The scripts can be found in the Pinot source at ./incubator-pinot/kubernetes/helm
# checkout pinot
git clone https://github.com/apache/incubator-pinot.git
cd incubator-pinot/kubernetes/helm
Pinot repo has pre-packaged HelmCharts for Pinot and Presto. Helm Repo index file is here.
helm repo add pinot https://raw.githubusercontent.com/apache/incubator-pinot/master/kubernetes/helm
kubectl create ns pinot-quickstart
helm install pinot pinot/pinot \
-n pinot-quickstart \
--set cluster.name=pinot \
--set server.replicaCount=2
helm dependency update
For Helm v2.12.1
If your Kubernetes cluster is recently provisioned, ensure Helm is initialized by running:
helm init --service-account tiller
Then deploy a new HA Pinot cluster using the following command:
helm install --namespace "pinot-quickstart" --name "pinot" .
For Helm v3.0.0
kubectl create ns pinot-quickstart
helm install -n pinot-quickstart pinot .
Error: Please run the below command if encountering the following issue:
Error: could not find tiller.
Resolution:
kubectl -n kube-system delete deployment tiller-deploy
kubectl -n kube-system delete service/tiller-deploy
helm init --service-account tiller
Error: Please run the command below if encountering a permission issue:
Error: release pinot failed: namespaces "pinot-quickstart" is forbidden: User "system:serviceaccount:kube-system:default" cannot get resource "namespaces" in API group "" in the namespace "pinot-quickstart"
Resolution:
kubectl apply -f helm-rbac.yaml
kubectl get all -n pinot-quickstart
helm repo add incubator http://storage.googleapis.com/kubernetes-charts-incubator
helm install -n pinot-quickstart kafka incubator/kafka --set replicas=1
helm repo add incubator http://storage.googleapis.com/kubernetes-charts-incubator
helm install --namespace "pinot-quickstart" --name kafka incubator/kafka
kubectl get all -n pinot-quickstart |grep kafka
Ensure the Kafka deployment is ready before executing the scripts in the following next steps.

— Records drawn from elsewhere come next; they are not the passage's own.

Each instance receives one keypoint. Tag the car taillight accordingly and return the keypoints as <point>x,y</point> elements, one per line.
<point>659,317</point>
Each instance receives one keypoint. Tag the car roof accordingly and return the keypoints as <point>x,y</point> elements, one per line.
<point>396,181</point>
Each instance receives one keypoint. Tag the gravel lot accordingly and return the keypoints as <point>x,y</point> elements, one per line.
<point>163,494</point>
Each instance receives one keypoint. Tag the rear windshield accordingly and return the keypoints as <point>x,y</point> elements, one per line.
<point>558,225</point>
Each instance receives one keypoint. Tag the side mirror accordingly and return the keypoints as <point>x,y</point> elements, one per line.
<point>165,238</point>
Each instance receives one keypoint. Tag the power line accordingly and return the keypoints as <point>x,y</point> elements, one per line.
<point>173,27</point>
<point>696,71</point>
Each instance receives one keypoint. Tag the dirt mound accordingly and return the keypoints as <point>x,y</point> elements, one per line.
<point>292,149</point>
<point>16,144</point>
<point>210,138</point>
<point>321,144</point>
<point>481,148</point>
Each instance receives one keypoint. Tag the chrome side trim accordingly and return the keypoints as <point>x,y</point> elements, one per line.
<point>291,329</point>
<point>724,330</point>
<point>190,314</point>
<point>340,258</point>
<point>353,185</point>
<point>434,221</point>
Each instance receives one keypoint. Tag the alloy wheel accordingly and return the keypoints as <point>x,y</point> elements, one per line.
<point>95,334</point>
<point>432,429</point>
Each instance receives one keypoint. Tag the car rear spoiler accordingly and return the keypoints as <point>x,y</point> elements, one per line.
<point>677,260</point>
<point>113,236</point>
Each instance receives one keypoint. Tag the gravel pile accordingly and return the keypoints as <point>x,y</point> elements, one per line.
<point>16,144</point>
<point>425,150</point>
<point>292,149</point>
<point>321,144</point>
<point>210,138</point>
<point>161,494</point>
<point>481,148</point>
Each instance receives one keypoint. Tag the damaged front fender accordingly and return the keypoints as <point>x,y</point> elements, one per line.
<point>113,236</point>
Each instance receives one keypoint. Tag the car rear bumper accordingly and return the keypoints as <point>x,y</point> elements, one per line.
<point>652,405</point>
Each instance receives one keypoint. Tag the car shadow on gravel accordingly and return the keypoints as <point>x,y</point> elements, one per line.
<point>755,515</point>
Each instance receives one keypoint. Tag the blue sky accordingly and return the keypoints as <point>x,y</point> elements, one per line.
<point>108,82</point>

pod/kafka-0 1/1 Running 0 2m
pod/kafka-zookeeper-0 1/1 Running 0 10m
pod/kafka-zookeeper-1 1/1 Running 0 9m
pod/kafka-zookeeper-2 1/1 Running 0 8m
The scripts below will create two Kafka topics for data ingestion:
kubectl -n pinot-quickstart exec kafka-0 -- kafka-topics --zookeeper kafka-zookeeper:2181 --topic flights-realtime --create --partitions 1 --replication-factor 1
kubectl -n pinot-quickstart exec kafka-0 -- kafka-topics --zookeeper kafka-zookeeper:2181 --topic flights-realtime-avro --create --partitions 1 --replication-factor 1
The script below will deploy 3 batch jobs.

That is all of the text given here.